On the website, Faithful Democrats, I saw a refence to this piece. You can access the entire essay at this URL: http://www.spiritualsisters.com/index.php?option=com_fireboard&Itemid=3&id=14389&catid=2&func=fb_pdf. And, I encourage you to do so.

This was written by a Jesuit priest, Alfred Delp, who was executed in 1945 by the Nazis.

Let us kneel therefore and ask for the threefold blessing of Advent and its threefold inspiration.

Let us ask for clear eyes that are able to see God's messengers of annunciation; for awakened hearts with the wisdom to hear the words of promise. Let us ask for faith in the motherly consecration of life as shown in the figure of the blessed woman of Nazareth. Let us be patient and wait, wait with Advent readiness for the moment when it pleases God to appear in our night too, as the fruit and mystery of this time. And let us ask for the openness and willingness to hear God's warning messengers and to conquer life's wilderness through repentant hearts. We must not shrink from or suppress the earnest words of these crying voices, so that those who today are our executioners will not tomorrow become accusers because we have remained silent.

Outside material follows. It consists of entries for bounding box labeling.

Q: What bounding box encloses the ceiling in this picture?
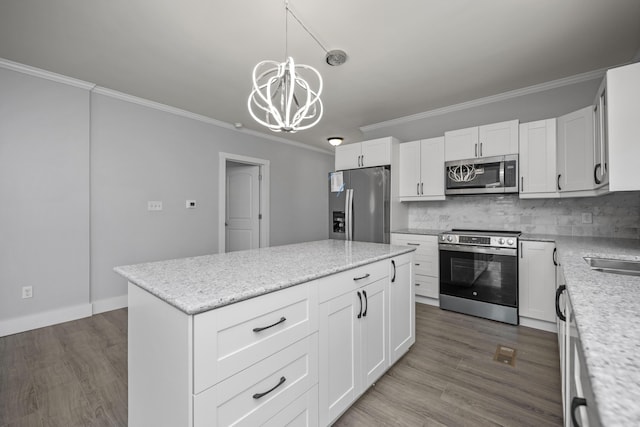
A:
[0,0,640,149]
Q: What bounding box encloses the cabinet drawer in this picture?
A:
[193,282,318,393]
[317,259,391,303]
[413,255,440,277]
[263,385,318,427]
[415,274,440,298]
[193,333,318,427]
[391,234,438,256]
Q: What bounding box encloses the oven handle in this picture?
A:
[438,243,518,256]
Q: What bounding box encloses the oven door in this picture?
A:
[440,244,518,307]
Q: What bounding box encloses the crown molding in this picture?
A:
[0,58,96,90]
[92,86,333,155]
[360,67,608,133]
[0,58,333,155]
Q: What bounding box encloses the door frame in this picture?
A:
[218,152,271,253]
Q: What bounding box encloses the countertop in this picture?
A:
[114,240,415,314]
[391,228,449,236]
[552,236,640,426]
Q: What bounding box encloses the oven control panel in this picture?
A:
[439,233,518,248]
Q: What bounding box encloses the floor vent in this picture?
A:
[493,344,516,366]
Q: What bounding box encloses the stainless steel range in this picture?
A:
[439,229,521,325]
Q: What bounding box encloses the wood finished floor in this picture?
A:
[0,304,562,427]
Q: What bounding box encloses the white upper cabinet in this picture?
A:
[444,120,518,161]
[478,120,518,157]
[399,137,445,202]
[519,119,559,199]
[335,137,393,170]
[444,126,478,162]
[556,106,594,195]
[596,63,640,191]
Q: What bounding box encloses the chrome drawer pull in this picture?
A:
[253,316,287,332]
[253,377,287,399]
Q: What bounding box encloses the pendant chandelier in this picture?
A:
[247,0,347,133]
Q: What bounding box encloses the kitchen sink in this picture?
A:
[584,257,640,276]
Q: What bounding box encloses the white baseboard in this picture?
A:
[520,316,558,334]
[0,303,92,337]
[93,294,129,314]
[416,295,440,307]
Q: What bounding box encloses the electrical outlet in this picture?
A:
[22,286,33,298]
[147,200,162,211]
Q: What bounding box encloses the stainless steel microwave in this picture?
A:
[444,154,518,195]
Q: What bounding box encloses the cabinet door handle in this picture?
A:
[253,316,287,332]
[593,163,602,185]
[571,396,587,427]
[253,377,287,399]
[520,242,524,259]
[362,291,369,317]
[556,285,567,322]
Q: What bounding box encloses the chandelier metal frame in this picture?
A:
[247,0,327,133]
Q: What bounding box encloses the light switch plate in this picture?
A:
[147,200,162,211]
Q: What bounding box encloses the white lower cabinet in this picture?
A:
[564,293,600,427]
[319,277,389,425]
[193,333,318,427]
[518,241,556,332]
[262,385,319,427]
[128,254,415,427]
[388,255,416,365]
[391,233,440,305]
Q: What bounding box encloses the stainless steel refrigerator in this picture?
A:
[329,166,391,243]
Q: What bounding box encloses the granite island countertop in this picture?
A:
[114,240,415,314]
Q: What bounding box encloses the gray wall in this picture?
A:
[0,61,333,335]
[0,68,90,324]
[409,191,640,239]
[364,68,640,239]
[91,94,333,301]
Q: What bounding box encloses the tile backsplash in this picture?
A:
[408,191,640,239]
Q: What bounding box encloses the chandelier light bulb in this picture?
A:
[247,57,323,133]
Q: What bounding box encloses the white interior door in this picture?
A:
[225,163,260,252]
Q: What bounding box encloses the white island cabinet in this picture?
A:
[116,240,415,427]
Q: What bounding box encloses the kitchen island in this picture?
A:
[115,240,415,426]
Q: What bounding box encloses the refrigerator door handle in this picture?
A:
[344,188,353,240]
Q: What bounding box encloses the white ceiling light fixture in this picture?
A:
[247,0,347,133]
[327,136,344,147]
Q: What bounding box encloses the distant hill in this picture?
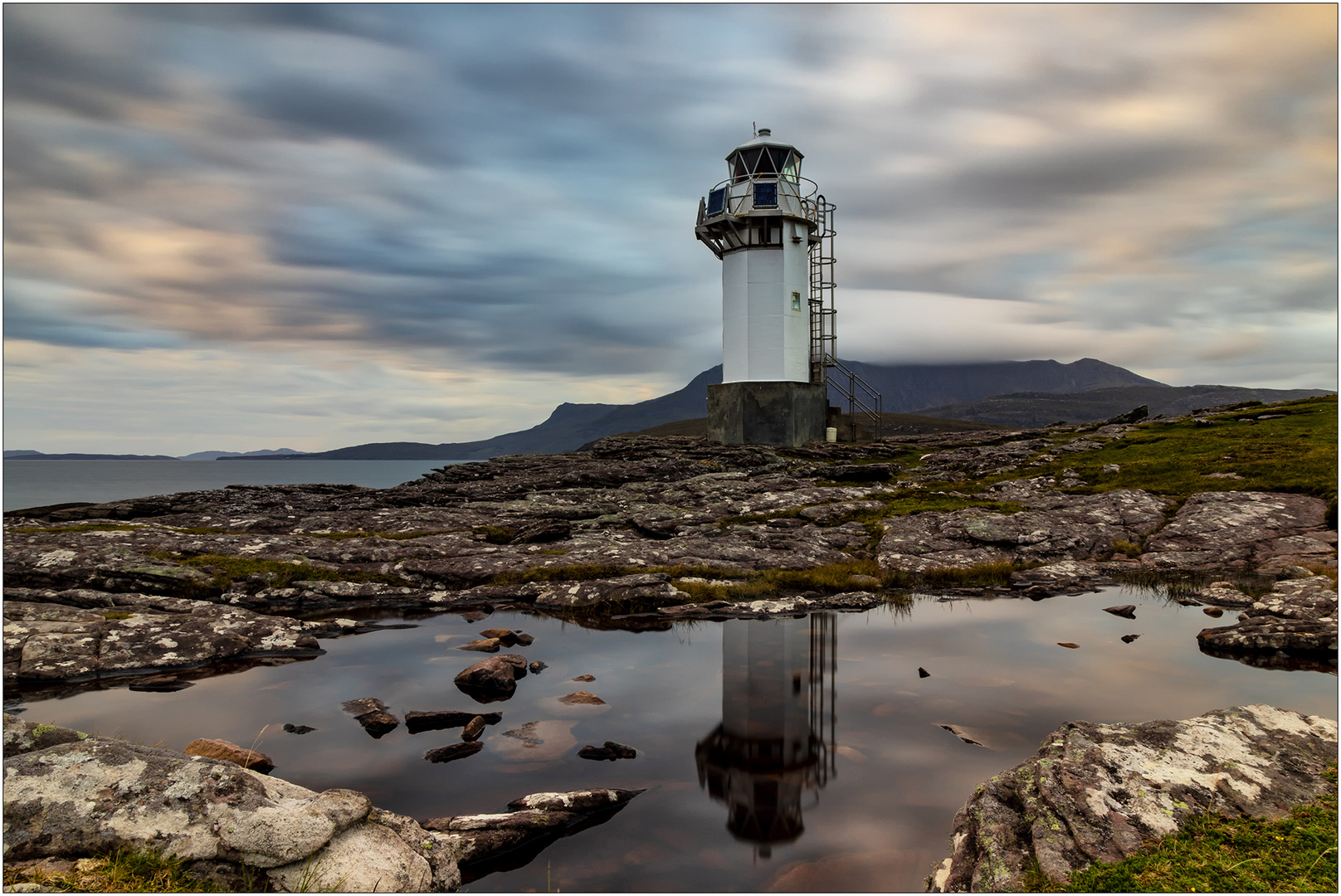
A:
[4,450,177,460]
[177,448,303,460]
[295,358,1168,460]
[829,358,1169,416]
[920,387,1333,429]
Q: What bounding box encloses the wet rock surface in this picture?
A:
[4,713,641,892]
[1196,576,1337,670]
[929,705,1337,892]
[4,422,1336,699]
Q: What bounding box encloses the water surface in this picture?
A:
[4,460,471,511]
[10,589,1337,892]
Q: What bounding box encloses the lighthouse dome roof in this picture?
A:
[727,128,806,159]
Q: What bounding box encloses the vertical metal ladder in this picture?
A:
[810,194,884,441]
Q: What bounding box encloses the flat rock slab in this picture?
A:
[878,489,1172,572]
[535,572,690,609]
[1196,576,1337,657]
[405,709,503,733]
[657,592,884,620]
[4,715,460,892]
[1141,491,1336,572]
[4,589,323,683]
[929,704,1337,892]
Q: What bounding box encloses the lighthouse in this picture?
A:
[695,128,836,446]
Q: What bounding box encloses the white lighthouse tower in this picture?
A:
[695,128,833,446]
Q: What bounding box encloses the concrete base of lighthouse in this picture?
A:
[708,382,829,446]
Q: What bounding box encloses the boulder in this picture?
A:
[578,740,638,762]
[183,738,275,775]
[1141,491,1336,570]
[878,489,1172,572]
[535,572,690,609]
[455,653,525,703]
[657,592,884,620]
[461,715,485,740]
[4,589,323,683]
[424,740,484,762]
[1196,576,1337,665]
[340,698,400,739]
[559,691,605,705]
[267,824,433,894]
[1196,582,1252,607]
[929,705,1337,892]
[405,709,503,733]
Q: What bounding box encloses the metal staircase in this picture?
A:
[810,194,884,441]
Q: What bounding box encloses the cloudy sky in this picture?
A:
[4,4,1337,453]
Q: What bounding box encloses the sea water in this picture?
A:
[4,460,471,511]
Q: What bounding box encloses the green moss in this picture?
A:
[1025,766,1337,894]
[4,849,220,894]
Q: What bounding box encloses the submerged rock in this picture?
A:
[455,653,525,703]
[1196,576,1337,664]
[183,738,275,775]
[578,740,638,762]
[340,698,400,739]
[929,705,1337,894]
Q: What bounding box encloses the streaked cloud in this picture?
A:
[4,4,1337,453]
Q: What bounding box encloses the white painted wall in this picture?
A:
[721,240,810,382]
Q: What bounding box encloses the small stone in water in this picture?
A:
[424,740,484,762]
[559,691,605,705]
[461,716,484,740]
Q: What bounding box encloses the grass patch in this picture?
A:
[1026,766,1337,894]
[4,849,220,894]
[150,551,413,590]
[1024,396,1337,504]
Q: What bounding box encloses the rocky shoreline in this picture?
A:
[4,412,1337,889]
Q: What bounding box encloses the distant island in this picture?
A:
[4,358,1333,460]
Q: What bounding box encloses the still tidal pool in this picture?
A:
[15,587,1337,892]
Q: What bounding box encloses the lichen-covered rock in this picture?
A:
[455,653,525,703]
[1196,576,1337,657]
[4,715,460,892]
[4,589,322,683]
[1141,491,1336,570]
[4,715,372,868]
[535,572,690,607]
[880,489,1171,572]
[657,592,884,620]
[183,738,275,775]
[931,705,1337,892]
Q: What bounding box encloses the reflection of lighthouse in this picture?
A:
[695,613,836,857]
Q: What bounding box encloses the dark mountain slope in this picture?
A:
[919,387,1332,429]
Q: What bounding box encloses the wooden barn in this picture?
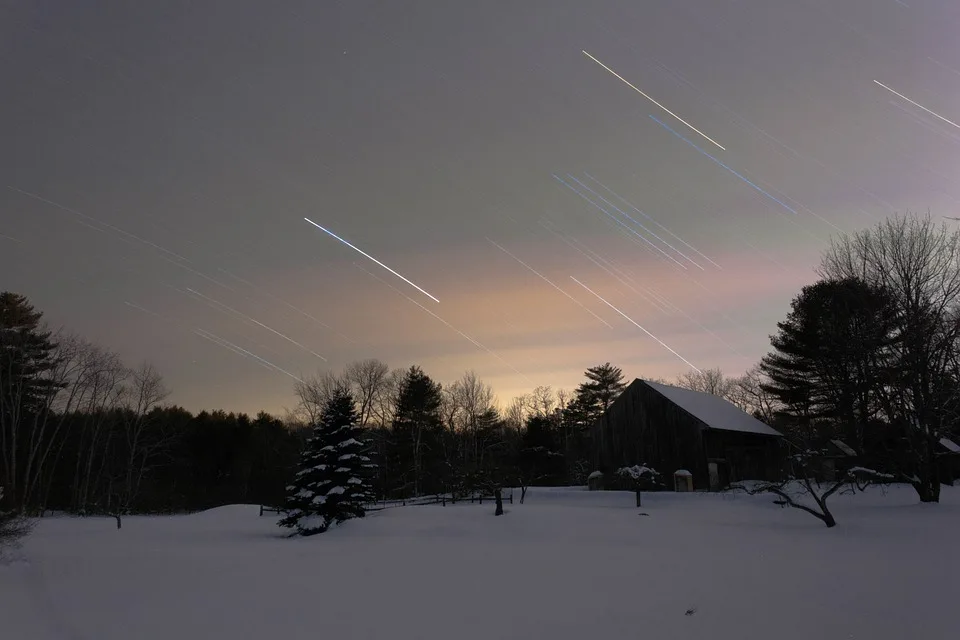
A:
[591,379,785,490]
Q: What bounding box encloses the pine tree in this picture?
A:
[393,366,447,496]
[0,291,63,511]
[279,388,375,535]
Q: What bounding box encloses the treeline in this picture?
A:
[0,293,301,514]
[0,293,623,515]
[7,216,960,513]
[288,360,624,498]
[681,215,960,502]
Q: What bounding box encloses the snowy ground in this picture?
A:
[0,487,960,640]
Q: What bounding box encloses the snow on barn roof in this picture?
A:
[643,380,781,436]
[940,438,960,453]
[830,440,857,457]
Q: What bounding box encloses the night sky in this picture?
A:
[0,0,960,411]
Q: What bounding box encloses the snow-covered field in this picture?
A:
[0,487,960,640]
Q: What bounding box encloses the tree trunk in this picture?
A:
[823,505,837,529]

Let us then live in today's Advent, for it is the time of promise. To eyes that do not see, it still seems that the final dice are being cast down in these valleys, on these battlefields, in those camps and prisons and bomb shelters. Those who are awake sense the working of the other powers and can await the coming of their hour.

Space is still filled with the noise of destruction and annihilation, the shouts of self-assurance and arrogance, the weeping of despair and helplessness. But just beyond the horizon the eternal realities stand silent in their age-old longing. There shines on us the first mild light of the radiant fulfillment to come. From afar sound the first notes as of pipes and singing boys, not yet discernible as a song or melody. It is all far off still, and only just announced and foretold. But it is happening. This is today. And tomorrow the angels will tell what has happened with loud rejoicing voices, and we shall know it and be glad, if we have believed and trusted in Advent.


Reprinted from Watch for the Light: Readings for Advent and Christmas.

Condemned as a traitor for his opposition to Hitler, Alfred Delp, a Jesuit priest, wrote this piece in a Nazi prison shortly before he was hanged in 1945.